Quando a fotografia ajuda a Ciência

A história aconteceu há quase dez anos, mas até hoje, serve como bom exemplo de como a fotografia de natureza pode auxiliar a Ciência.

Em 2008, quando morava na Serra do Japi (SP), o proprietário de uma chácara vizinha me enviou a foto de uns ovos que apareceram entre pedras, às margens da estrada, perto de sua casa. Ele desconfiava que eram de cobra e ficou preocupado, pois estavam no ponto onde as crianças da vizinhança aguardavam o ônibus da escola. Deixou claro que não queria destruir os ovos (“Não sou de matar bicho”), mas precisava de ajuda para removê-los de lá.

Assim, iniciei um trabalho investigativo: repassei a foto para colegas herpetólogos (especialistas em répteis) e comecei a fazer perguntas. Mas uma coisa já estava certa: eram realmente ovos de serpente.
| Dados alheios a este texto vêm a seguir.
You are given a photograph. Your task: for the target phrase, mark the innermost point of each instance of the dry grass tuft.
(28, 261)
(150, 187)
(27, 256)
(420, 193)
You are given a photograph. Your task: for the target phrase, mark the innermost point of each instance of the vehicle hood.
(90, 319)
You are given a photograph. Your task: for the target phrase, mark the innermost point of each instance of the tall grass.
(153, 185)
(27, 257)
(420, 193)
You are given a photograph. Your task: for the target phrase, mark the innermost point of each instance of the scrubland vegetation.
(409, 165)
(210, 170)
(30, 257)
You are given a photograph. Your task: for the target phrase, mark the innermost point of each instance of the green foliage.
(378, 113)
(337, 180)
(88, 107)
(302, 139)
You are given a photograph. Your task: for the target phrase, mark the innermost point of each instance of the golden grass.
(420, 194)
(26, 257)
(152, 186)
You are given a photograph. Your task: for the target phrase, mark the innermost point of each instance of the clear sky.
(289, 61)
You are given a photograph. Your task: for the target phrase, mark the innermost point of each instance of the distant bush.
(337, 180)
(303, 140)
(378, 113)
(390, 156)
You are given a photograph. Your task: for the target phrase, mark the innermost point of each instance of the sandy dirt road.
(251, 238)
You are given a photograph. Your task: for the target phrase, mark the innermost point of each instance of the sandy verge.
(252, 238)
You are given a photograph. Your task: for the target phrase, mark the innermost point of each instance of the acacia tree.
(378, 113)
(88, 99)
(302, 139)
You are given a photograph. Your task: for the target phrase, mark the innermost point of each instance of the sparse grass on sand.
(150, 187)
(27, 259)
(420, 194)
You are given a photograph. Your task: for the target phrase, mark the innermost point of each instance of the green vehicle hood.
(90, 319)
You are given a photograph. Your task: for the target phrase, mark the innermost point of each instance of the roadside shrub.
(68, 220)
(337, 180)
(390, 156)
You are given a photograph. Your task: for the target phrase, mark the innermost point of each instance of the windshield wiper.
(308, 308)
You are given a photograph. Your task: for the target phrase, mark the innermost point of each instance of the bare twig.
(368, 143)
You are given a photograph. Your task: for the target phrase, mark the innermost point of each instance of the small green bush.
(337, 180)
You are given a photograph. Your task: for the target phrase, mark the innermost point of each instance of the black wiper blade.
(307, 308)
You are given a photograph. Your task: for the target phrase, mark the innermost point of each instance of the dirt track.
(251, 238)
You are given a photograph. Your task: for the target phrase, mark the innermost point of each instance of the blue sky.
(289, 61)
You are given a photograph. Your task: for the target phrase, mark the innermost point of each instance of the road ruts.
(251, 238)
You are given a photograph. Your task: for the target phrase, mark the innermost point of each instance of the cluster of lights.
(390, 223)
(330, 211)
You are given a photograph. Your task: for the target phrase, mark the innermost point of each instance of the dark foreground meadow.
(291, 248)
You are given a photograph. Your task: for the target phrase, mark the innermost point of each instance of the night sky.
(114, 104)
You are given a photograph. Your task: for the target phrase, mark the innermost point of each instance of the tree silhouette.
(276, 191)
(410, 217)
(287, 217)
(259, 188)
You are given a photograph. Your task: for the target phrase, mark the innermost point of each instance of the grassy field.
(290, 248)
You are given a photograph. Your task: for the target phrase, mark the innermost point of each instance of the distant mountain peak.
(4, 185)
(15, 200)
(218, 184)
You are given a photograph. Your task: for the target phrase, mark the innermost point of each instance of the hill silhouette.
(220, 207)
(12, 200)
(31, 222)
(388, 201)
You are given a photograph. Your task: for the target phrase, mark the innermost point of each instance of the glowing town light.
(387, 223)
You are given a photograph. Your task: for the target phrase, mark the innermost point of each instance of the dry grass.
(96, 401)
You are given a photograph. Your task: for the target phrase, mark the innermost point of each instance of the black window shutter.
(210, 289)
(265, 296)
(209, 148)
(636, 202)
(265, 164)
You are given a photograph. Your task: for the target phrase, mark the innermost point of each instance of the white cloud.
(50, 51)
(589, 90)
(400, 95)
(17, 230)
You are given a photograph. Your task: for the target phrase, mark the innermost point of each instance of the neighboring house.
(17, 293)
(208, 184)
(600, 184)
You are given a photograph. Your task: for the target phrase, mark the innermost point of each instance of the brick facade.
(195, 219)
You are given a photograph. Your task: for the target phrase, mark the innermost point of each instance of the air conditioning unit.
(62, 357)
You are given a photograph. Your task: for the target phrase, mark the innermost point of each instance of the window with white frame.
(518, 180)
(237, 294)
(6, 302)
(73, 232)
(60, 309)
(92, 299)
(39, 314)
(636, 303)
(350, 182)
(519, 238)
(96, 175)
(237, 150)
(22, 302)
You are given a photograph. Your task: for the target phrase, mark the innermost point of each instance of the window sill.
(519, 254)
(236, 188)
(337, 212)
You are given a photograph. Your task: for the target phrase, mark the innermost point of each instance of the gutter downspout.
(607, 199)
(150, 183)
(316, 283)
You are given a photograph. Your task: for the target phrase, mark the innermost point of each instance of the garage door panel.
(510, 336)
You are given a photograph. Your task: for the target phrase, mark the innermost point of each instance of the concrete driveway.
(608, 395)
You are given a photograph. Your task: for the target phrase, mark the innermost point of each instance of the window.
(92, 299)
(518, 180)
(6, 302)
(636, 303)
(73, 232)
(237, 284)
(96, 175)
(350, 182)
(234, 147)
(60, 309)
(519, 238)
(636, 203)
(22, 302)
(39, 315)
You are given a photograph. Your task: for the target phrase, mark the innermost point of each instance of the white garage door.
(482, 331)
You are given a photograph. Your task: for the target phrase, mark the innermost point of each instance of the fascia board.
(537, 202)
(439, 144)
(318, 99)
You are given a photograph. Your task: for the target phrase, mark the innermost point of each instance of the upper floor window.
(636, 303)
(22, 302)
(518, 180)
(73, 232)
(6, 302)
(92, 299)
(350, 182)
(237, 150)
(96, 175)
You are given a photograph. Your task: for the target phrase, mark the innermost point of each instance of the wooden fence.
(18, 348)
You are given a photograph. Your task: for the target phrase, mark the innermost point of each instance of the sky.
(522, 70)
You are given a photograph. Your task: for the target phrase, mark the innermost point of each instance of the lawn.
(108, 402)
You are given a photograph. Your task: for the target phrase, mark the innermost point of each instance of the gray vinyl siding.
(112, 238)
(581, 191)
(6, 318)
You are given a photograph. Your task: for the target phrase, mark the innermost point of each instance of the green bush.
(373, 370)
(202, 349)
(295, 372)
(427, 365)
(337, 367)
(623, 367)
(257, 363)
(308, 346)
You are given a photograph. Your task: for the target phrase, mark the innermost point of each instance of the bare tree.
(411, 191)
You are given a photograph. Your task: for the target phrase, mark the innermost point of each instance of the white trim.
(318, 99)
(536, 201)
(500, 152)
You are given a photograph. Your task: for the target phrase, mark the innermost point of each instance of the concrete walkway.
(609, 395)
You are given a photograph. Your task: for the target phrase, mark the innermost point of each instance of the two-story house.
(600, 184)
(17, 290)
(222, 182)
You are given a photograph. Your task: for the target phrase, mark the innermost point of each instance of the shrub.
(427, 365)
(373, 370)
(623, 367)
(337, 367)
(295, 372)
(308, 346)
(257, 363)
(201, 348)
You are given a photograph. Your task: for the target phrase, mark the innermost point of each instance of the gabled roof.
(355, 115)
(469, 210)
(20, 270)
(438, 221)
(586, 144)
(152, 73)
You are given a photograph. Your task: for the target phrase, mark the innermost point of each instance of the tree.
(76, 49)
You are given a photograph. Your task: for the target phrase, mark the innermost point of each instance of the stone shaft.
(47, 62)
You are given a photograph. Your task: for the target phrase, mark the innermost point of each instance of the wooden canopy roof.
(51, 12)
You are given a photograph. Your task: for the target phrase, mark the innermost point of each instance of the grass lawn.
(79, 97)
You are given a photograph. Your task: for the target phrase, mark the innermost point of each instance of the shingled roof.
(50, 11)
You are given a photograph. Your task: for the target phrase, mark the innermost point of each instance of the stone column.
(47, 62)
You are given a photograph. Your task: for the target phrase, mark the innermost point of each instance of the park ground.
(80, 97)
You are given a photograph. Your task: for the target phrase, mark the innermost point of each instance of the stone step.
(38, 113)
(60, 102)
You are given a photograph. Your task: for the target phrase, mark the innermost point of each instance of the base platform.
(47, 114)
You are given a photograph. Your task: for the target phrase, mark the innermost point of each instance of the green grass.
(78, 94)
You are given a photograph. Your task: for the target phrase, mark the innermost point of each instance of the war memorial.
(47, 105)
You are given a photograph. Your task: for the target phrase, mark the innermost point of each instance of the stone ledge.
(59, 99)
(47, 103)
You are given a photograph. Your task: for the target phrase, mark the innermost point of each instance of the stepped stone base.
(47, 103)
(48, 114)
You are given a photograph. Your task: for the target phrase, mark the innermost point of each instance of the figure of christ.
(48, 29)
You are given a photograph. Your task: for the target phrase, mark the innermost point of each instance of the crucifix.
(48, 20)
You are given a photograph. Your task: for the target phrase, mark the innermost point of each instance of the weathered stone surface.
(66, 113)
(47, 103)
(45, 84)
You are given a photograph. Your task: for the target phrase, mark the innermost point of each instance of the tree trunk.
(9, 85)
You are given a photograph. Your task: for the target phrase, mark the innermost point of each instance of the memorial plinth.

Dois dias depois, o vizinho volta a me ligar: “Daniel, é cobra-coral, deu pra ver direitinho os anéis vermelhos, brancos e pretos quando uma delas colocou a cabeça pra fora do ovo!”.

Voltei a contatar um colega herpetólogo e ele me afirmou que, devido ao estágio avançado de desenvolvimento dos ovos (já eclodindo), manipulá-los cuidadosamente não causaria danos aos filhotes – inclusive me orientou que fizesse isto, pois daria mais segurança e chances de sobrevivência aos animais.

Comentei com o vizinho e lá veio ele com um aquário forrado com terra, pedras e um pouco de capim, onde colocamos os nove ovos. Fui pra casa e montei um sistema fotográfico para tirar uma foto automaticamente a cada intervalo de tempo. Durante uma semana, a câmera registrou o nascimento dos nove filhotes de falsas-corais (só descobrimos a espécie posteriormente).

Todos foram soltos em uma área de mata distante das chácaras, tudo sob orientação de especialistas no assunto.

Minha ideia original era apenas fazer um bom registro fotográfico e divulgar as imagens. Porém, quase dois anos depois, recebo mensagem de um pesquisador do Instituto Butantan, renomado centro brasileiro de pesquisas de serpentes: “Sou aluno de Doutorado pela USP. Li no seu blog sobre o achado que foi esse ninho de falsa-coral! O que encontraram foi realmente muito raro e uma informação preciosa, que pode render uma boa publicação em revista científica”.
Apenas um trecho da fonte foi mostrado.